By Robert Murphy
This is not a front page topic, but I view it more as a pride and environmental issue. We are a nation of litter. Be it traveling our roadways, to our beaches, to even walking our streets, each area is infused with litter of some kind.
I wonder why this must be. Why are we so lazy, so uncaring that it is OK to just toss our litter, our trash, anywhere we want to? I am not going to claim that I am without littering sin myself, but my days of deliberate littering are long gone.
Let me give kudos to those businesses and individuals who do care about this issue, who have pride in their behavior and/or property and control the urge to just discard litter anywhere. Let me also give a shout out to those who lead and take part in cleanup campaigns of our beaches, parks and streets. Thank you for your time and efforts.
In my drive to work I would often see workers from the city or Olmsted Parks walking the Delaware S-curves and into Delaware Park using hand extenders to pick up trash. Inspired by their actions I recently began the same practice on my daily walks and here are some of my findings.
* Cigarette butts are by far the most discarded item. If you smoke that is your choice, but do you have to throw the butts literally everywhere?
* It seems that the 5-cent deposit on beverage cans and bottles is no incentive to not litter.
* Our main thoroughfares are the worst. It’s as if, just because it is not your front yard it is OK to litter.
* Mini-liquor bottles are everywhere.
* It is obvious which businesses and homeowners take pride in their surroundings.
* Being free of litter one day means nothing the next day, when it is likely trash will be there.
I have been stopped on my walks, thanked and praised for picking up things along the way and my goal would be to inspire others to be more litter alert. I did have one woman say that she was going to take up the cause as I have.
With my goal in mind here are some suggestions:
Homeowners, please inspect your surroundings and that includes your neighbor's front yard as well. Do not neglect the curbside area, as that is where much litter accumulates.
Renters, even though you don't own the place you, too, can help out.
Team coaches and parents, as your teams come and go from our parks have your team clear the area of litter, leaving the area better than when you arrived.
Landscapers and lawn services, please do not just mow over the litter, shredding it into multiple pieces and making it more difficult to pick up.
Business owners, please do regular rounds of your property, parking lots included. Just 15 minutes a day would go far.

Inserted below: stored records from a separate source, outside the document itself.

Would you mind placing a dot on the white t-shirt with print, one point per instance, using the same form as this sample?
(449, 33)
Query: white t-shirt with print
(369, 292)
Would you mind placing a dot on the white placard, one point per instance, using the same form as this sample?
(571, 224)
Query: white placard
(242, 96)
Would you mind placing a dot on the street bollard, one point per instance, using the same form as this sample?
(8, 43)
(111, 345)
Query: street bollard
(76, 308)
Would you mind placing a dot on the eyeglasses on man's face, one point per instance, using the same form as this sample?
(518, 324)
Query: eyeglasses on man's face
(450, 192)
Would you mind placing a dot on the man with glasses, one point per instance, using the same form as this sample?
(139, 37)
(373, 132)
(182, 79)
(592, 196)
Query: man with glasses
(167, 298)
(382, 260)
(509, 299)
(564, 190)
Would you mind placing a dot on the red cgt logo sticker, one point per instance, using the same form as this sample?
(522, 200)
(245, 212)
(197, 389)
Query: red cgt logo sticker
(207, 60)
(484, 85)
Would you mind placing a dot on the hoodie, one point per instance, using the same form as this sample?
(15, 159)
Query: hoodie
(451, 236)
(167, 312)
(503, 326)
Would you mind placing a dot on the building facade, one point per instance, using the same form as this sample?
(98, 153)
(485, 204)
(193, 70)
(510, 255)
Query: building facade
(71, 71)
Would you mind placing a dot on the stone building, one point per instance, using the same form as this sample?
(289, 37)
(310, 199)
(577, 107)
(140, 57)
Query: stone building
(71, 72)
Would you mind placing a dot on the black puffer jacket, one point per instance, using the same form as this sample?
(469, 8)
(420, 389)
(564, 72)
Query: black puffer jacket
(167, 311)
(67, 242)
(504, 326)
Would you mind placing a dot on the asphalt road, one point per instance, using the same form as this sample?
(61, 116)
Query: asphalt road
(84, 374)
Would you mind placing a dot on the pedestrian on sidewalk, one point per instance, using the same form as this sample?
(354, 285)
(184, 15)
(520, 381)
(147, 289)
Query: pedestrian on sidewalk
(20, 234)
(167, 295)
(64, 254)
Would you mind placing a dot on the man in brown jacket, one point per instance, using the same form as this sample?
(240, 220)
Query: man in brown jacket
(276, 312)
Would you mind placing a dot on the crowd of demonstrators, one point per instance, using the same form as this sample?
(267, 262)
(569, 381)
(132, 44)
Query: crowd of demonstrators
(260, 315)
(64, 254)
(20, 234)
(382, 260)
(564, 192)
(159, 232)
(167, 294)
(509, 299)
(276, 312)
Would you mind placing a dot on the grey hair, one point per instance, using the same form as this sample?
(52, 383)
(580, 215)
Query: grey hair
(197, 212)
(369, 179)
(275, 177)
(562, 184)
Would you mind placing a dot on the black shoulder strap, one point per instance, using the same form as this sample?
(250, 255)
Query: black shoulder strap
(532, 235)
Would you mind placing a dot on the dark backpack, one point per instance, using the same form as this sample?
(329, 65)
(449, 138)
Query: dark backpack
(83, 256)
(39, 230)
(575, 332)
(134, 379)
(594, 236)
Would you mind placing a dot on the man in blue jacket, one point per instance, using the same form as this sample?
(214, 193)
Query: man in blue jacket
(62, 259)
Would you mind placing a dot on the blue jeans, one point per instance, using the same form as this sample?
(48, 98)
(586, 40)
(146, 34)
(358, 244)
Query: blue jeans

City and town sanitation departments, please have more frequent pickups for public garbage cans, and maybe more such containers available.
Construction site managers, please be aware of the litter you are creating to minimize its effect on your surroundings.
Clubs, organizations, schools, please take up the cause, even teach what littering does to our environment.
I have no expectation that this column will make a huge difference on this issue but I hold out the hope that it will inspire some to be more considerate. Let's build some pride in showcasing the best of what we have and not have it marred by cigarette butts and beers cans.
Robert Murphy, of Buffalo, is leading a crusade to put litter in its place.